Luckily I work at a bookstore and use the library so only bought one of them. Anybody else have any good ones?

Factual books animal related:

1. Alex and Me (parrot- kinda boring but learned some things)
2. Animals in translation
3. New skeet monks books
4. Caesar Milan (last one " A member of the family" i think)
5. Brian Kilcommons books.
6. The Loved Dog

Any other good fact related books? or training books?


----------



## davetgabby (Dec 29, 2007)

Pat Miller The Power of Positive Training
Culture Clash - Jean Donaldson
Oh Behave Jean Donaldson
How To Teach a New Dog Old Tricks -Ian Dunbar
How to Speak Dog -Stanley Coren
Don't Shoot the Dog - Karen Pryor
Dogs Are From Neptune-Jean Donaldson
Tale of Two Species -Patricia McConnell
Dog Language -Roger Abrantes
Positive Perspectives 2 Pat Miller
Food Pets Die For -Ann Martin
On Talking Terms With Dogs - Turid Rugass

Through A Dogs Ear -Susan Wagner
The Inteligence of Dogs - Stanley Coren 
How Dogs Think - Stanley Coren. 
Any Books by Ian Dunbar. ESPECIALLY BEFORE YOU GET YOUR PUPPY


----------



## mikeb (Mar 11, 2009)

Thanks dave. gonna print this out to check at work for some of these.


----------



## davetgabby (Dec 29, 2007)

Oh yeah ,two classic Love Stories. LOL

For The Love of a Dog -Patricia McConnell
Bones Would Rain from the Sky --Suzanne Clothier


----------



## Posh's Mom (Dec 20, 2007)

A Good Dog: The Story of Orson, Who Changed My Life by Jon Katz. 
How to Raise a Dog You Can Live With
101 Dog Tricks
Where the Red Fern Grows


I think I'm the only dog person who hated Marley & Me...


----------



## norac (Mar 19, 2009)

I liked James Herriot's Dog Stories...and Homeward Bound (but it's been a long time since I read either one).


----------



## luv3havs (Jul 27, 2007)

I've loved all the books by Jon Katz. 

Amy, I also hated Marley and Me.


----------



## Scooter's Family (May 23, 2008)

I haven't read Marley and Me or seen the movie, not high on my list though.

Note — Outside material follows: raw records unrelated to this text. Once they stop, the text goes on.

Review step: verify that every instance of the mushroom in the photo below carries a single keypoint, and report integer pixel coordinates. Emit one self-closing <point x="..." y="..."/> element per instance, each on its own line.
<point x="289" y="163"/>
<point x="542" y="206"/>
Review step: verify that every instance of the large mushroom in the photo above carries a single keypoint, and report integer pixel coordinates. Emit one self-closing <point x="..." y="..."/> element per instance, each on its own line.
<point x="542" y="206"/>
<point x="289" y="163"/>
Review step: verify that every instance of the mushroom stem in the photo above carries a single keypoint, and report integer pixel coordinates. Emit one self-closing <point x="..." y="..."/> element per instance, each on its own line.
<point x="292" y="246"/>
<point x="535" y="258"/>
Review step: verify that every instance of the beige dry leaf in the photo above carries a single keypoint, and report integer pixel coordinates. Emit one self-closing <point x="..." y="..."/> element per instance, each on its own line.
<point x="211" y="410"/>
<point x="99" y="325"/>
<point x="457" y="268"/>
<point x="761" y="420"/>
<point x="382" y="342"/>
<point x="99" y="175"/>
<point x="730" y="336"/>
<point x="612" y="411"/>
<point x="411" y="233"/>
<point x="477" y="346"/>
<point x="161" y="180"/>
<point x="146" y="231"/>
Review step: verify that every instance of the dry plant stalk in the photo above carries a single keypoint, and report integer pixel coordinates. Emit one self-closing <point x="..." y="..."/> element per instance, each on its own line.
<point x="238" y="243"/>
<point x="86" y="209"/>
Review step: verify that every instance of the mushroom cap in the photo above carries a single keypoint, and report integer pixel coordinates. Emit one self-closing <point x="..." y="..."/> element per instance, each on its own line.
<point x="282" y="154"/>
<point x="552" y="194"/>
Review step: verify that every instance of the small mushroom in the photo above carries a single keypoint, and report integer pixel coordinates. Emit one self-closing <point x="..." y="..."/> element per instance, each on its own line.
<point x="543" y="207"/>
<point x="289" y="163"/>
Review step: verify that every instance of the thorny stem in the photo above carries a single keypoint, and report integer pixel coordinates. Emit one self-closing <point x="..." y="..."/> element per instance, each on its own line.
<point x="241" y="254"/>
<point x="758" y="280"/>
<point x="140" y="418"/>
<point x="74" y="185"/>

Mike-I'd love to work in a bookstore but I'd probably get fired because I'd hide out and read instead of working! Getting a coffee and browsing Barnes & Noble with DH is one of our favorite things to do.


----------



## Posh's Mom (Dec 20, 2007)

Uff da Nan, glad to hear I'm not totally alone!  Jon Katz is wonderful. I am going to read his other books. His website is awesome.


----------



## JASHavanese (Apr 24, 2007)

All of my dog training books are packed so I can't give the titles of them but for fast fun reading I love Lauren Berenson. She has a standard poodle (I think she got another in the last book I read) from her Aunt who breeds them and preaches health testing through the book without ramming it down your throat in between her solving a mystery. She's a neat lady to talk to also. She's on AOL and you can usually reach her with an instant message.
http://www.amazon.com/exec/obidos/s...=ss&index=books&field-author=Laurien Berenson
I'm split on Marly and Me. Loved the book until I got to the end of it. Liked a lot of the movie then hated the end of it. I don't know why they chose to shoot it the way they did


----------



## mikeb (Mar 11, 2009)

Scooter's Family said:


> I haven't read Marley and Me or seen the movie, not high on my list though.
> 
> Mike-I'd love to work in a bookstore but I'd probably get fired because I'd hide out and read instead of working! Getting a coffee and browsing Barnes & Noble with DH is one of our favorite things to do.


I work at B&N bookstore. I live on my pension. Basically my bookstore check will be going to my pet, pet supplies and vet bills. Maybe I can save enough there for a trip to somewhere warm in the winter for me and george. Thanks all for the book suggestions.


----------



## Scooter's Family (May 23, 2008)

I'd owe them money at the end of the month, I doubt I'd ever take home a paycheck! LOL It would be worth it though.


----------